DUP adviser ‘thoroughly regrets’ not stepping back from RHI conversation

A former DUP special adviser has said he “thoroughly regrets” that he did not step back from a conversation about a botched green energy scheme.

Stephen Brimstone said there was a “real perceived conflict of interest”.

Mr Brimstone successfully applied for the Renewable Heat Incentive (RHI) scheme in 2015.

The scheme hit the headlines in 2016 over spiralling costs.

There have been allegations that scheme participants ran biomass boilers 24/7 to generate higher subsidies.

The RHI Inquiry on Wednesday heard that Mr Brimstone’s biomass boiler usage was low – that he ran it on average for just four hours a day.

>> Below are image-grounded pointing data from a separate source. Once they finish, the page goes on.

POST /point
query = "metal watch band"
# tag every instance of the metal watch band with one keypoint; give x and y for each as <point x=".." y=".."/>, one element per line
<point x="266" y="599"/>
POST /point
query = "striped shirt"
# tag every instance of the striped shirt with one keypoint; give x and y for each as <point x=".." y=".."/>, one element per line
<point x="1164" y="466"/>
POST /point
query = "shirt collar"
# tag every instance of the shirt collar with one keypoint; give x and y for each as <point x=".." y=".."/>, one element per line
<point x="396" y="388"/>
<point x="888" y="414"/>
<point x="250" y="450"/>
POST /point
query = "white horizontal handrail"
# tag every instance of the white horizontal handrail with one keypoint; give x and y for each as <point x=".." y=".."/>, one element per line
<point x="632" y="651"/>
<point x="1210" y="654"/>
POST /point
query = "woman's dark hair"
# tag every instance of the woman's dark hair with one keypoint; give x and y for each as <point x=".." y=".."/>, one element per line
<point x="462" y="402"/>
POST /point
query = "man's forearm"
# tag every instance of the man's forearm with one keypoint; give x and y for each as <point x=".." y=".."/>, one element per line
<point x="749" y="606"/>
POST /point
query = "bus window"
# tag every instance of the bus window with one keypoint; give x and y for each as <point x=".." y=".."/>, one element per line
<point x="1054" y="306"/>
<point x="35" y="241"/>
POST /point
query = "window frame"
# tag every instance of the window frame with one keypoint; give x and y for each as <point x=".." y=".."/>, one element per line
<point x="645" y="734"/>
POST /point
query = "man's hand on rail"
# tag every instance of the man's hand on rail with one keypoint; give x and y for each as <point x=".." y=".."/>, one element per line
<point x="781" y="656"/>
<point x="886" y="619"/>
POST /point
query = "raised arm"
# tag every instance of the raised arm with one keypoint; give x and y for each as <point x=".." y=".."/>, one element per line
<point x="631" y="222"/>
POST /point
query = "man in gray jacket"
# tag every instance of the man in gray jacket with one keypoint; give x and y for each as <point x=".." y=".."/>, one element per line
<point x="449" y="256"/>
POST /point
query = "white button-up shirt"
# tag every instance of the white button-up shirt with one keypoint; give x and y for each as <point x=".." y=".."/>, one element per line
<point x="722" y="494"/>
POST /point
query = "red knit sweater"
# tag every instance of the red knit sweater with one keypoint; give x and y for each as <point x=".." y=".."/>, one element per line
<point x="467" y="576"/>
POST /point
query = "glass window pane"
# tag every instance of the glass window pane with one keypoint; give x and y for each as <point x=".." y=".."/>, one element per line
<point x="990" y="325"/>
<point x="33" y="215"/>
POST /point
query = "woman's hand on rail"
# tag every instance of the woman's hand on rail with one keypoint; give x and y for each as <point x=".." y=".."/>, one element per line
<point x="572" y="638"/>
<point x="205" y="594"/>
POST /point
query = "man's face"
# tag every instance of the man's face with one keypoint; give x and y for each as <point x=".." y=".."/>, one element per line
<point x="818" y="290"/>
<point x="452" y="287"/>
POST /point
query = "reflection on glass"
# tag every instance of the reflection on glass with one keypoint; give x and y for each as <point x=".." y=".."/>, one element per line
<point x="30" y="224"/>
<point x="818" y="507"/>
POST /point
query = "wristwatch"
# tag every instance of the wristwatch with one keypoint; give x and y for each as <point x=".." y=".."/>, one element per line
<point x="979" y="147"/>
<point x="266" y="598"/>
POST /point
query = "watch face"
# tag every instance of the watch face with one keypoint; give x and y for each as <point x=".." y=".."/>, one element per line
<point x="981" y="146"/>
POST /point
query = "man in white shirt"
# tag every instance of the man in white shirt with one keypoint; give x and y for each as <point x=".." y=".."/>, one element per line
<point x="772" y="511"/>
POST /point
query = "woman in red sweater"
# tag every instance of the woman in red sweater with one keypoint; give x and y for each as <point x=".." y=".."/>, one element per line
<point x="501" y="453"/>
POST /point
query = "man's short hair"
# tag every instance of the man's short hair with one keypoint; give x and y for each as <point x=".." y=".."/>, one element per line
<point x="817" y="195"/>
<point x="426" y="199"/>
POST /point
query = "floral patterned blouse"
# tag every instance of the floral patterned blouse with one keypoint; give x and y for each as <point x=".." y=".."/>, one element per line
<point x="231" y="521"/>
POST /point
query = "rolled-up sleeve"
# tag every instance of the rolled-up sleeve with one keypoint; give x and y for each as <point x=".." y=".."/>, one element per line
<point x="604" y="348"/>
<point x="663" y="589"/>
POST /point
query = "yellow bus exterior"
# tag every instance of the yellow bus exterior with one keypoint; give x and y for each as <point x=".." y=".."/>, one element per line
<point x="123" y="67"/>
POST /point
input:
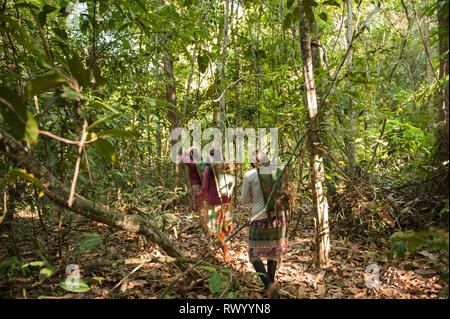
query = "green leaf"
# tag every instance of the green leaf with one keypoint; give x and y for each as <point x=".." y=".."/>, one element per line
<point x="209" y="268"/>
<point x="78" y="71"/>
<point x="42" y="17"/>
<point x="45" y="272"/>
<point x="75" y="285"/>
<point x="400" y="249"/>
<point x="115" y="132"/>
<point x="95" y="280"/>
<point x="103" y="120"/>
<point x="98" y="104"/>
<point x="19" y="119"/>
<point x="99" y="79"/>
<point x="34" y="264"/>
<point x="331" y="3"/>
<point x="89" y="242"/>
<point x="215" y="283"/>
<point x="104" y="148"/>
<point x="310" y="3"/>
<point x="25" y="39"/>
<point x="42" y="84"/>
<point x="48" y="9"/>
<point x="202" y="61"/>
<point x="287" y="20"/>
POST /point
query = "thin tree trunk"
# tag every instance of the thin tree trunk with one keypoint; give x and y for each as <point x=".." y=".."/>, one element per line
<point x="442" y="154"/>
<point x="349" y="138"/>
<point x="429" y="67"/>
<point x="319" y="200"/>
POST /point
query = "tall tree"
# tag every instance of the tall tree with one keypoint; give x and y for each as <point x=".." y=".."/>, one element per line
<point x="317" y="171"/>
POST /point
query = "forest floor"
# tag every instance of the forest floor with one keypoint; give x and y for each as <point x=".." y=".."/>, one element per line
<point x="344" y="278"/>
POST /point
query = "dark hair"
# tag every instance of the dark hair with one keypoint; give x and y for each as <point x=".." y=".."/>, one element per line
<point x="259" y="157"/>
<point x="192" y="155"/>
<point x="216" y="155"/>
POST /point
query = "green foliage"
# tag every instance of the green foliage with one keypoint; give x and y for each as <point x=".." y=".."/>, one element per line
<point x="18" y="117"/>
<point x="413" y="242"/>
<point x="88" y="242"/>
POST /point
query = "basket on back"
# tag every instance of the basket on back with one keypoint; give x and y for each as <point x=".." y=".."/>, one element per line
<point x="224" y="177"/>
<point x="277" y="181"/>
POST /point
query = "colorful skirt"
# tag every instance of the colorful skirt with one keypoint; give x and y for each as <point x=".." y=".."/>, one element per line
<point x="268" y="239"/>
<point x="220" y="220"/>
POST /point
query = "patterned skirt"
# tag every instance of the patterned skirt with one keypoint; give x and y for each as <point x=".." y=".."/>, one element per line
<point x="220" y="220"/>
<point x="268" y="239"/>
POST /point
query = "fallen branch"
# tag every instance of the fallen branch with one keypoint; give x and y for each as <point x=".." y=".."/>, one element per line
<point x="58" y="193"/>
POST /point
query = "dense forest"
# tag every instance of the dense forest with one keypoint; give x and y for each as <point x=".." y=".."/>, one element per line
<point x="91" y="93"/>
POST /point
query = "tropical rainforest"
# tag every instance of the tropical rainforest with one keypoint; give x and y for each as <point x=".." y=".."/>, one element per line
<point x="91" y="90"/>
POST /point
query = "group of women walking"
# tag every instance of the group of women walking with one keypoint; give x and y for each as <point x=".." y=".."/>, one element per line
<point x="268" y="238"/>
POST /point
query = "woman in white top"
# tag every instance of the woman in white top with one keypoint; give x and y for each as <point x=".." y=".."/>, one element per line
<point x="267" y="237"/>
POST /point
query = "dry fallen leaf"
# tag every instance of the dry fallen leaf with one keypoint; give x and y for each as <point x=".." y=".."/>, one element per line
<point x="321" y="290"/>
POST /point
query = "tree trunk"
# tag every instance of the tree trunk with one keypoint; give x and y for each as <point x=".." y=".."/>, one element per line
<point x="349" y="138"/>
<point x="429" y="67"/>
<point x="59" y="193"/>
<point x="320" y="203"/>
<point x="442" y="154"/>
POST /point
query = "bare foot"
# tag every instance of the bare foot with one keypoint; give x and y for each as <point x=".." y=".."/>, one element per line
<point x="272" y="292"/>
<point x="226" y="253"/>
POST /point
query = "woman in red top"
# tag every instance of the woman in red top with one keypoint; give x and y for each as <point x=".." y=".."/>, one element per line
<point x="219" y="209"/>
<point x="188" y="158"/>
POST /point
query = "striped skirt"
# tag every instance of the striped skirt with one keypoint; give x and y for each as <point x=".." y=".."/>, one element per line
<point x="220" y="220"/>
<point x="196" y="202"/>
<point x="268" y="240"/>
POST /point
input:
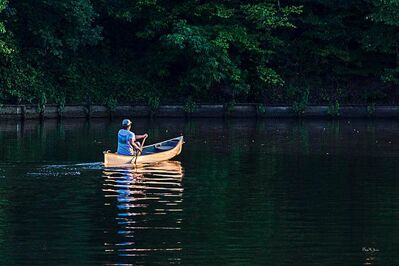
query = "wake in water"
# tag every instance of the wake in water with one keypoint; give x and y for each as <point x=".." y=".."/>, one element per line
<point x="148" y="200"/>
<point x="65" y="169"/>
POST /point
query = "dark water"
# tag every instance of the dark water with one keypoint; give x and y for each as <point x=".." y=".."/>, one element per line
<point x="243" y="192"/>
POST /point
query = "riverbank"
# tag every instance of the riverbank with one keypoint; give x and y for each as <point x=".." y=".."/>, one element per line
<point x="205" y="110"/>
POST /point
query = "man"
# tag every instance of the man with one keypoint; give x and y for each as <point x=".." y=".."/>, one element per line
<point x="127" y="144"/>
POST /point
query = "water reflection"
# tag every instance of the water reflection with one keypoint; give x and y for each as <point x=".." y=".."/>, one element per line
<point x="149" y="206"/>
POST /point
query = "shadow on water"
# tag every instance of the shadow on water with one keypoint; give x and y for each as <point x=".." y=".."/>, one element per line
<point x="149" y="200"/>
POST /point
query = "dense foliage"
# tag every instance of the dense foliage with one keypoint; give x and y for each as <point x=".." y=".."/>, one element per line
<point x="272" y="51"/>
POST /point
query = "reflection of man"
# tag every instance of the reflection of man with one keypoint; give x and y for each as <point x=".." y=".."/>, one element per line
<point x="126" y="139"/>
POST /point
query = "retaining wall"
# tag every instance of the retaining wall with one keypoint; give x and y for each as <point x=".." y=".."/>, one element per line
<point x="204" y="110"/>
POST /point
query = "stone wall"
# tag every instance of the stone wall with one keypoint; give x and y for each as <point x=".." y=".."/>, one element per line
<point x="203" y="110"/>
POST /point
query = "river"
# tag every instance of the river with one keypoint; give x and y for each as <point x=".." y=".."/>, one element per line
<point x="242" y="192"/>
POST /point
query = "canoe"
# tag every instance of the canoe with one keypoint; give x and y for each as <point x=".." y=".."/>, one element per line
<point x="157" y="152"/>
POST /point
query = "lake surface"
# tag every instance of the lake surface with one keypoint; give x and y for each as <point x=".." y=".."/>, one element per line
<point x="243" y="192"/>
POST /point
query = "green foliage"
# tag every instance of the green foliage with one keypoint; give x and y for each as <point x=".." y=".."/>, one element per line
<point x="371" y="109"/>
<point x="112" y="103"/>
<point x="190" y="106"/>
<point x="214" y="51"/>
<point x="261" y="108"/>
<point x="153" y="102"/>
<point x="301" y="98"/>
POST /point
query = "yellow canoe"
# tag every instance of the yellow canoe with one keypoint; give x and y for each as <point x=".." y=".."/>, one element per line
<point x="157" y="152"/>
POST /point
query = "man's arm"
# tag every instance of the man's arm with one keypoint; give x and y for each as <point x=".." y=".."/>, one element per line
<point x="141" y="136"/>
<point x="134" y="144"/>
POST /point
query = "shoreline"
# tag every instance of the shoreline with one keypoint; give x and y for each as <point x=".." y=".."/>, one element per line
<point x="22" y="112"/>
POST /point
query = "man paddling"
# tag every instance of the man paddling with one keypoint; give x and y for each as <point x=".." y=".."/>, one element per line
<point x="127" y="144"/>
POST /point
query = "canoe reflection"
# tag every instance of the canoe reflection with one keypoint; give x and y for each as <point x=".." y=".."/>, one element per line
<point x="149" y="207"/>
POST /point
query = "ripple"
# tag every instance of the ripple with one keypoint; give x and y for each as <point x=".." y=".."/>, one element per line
<point x="140" y="195"/>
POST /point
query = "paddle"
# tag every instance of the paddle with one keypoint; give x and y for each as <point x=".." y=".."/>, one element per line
<point x="141" y="148"/>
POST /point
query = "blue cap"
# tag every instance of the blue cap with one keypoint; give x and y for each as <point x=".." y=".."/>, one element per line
<point x="126" y="122"/>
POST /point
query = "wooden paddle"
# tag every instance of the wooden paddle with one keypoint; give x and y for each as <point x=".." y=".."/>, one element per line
<point x="141" y="148"/>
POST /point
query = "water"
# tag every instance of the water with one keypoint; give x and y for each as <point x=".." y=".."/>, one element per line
<point x="243" y="192"/>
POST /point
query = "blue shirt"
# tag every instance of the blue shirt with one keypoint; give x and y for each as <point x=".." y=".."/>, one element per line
<point x="124" y="146"/>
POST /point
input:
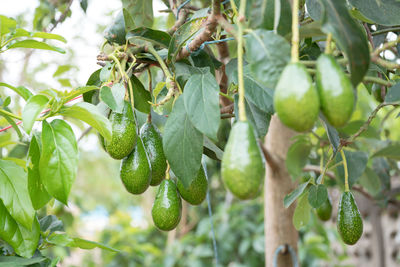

Renewable Heat Incentive inquiry
Renewable Heat Incentive inquiry

“There was no way I was out to try and milk the system in any shape or form,” Mr Brimstone told the inquiry.

“I was trying to run it as efficiently as I could… I never considered running a boiler 100% of the time.”

Mr Brimstone does however regret not stepping back from a conversation with fellow DUP special advisers (spads) about the RHI scheme in 2015.

“I thoroughly regret not putting my hands up and withdrawing myself from even the initial conversation that happened between myself and Timothy Cairns and Andrew Crawford back in July 2015,” he told the inquiry.

“I should have said, ‘guys, I need to take a step back from this conversation, there’s a real perceived conflict of interest here’.”

Mr Brimstone served as a spad in a number of Stormont departments.

He said he first heard about the RHI scheme when he was at the Department of Social Development (2011-14), looking for ways to heat social housing tower blocks.

He told the inquiry he could not recall exactly how he heard about the scheme, but said he had not been told about it by Dr Crawford.

Mr Brimstone had had a biomass boiler to heat his home since 2007.

But he told the inquiry that by 2014 he was considering other options, including an oil boiler, to replace the original biomass because it had been acting up.

He told the inquiry: “I wish I had gone back to oil now.”

He also said he wished he had never come across the RHI scheme.

Mr Brimstone will return to the inquiry on Thursday morning to resume giving evidence.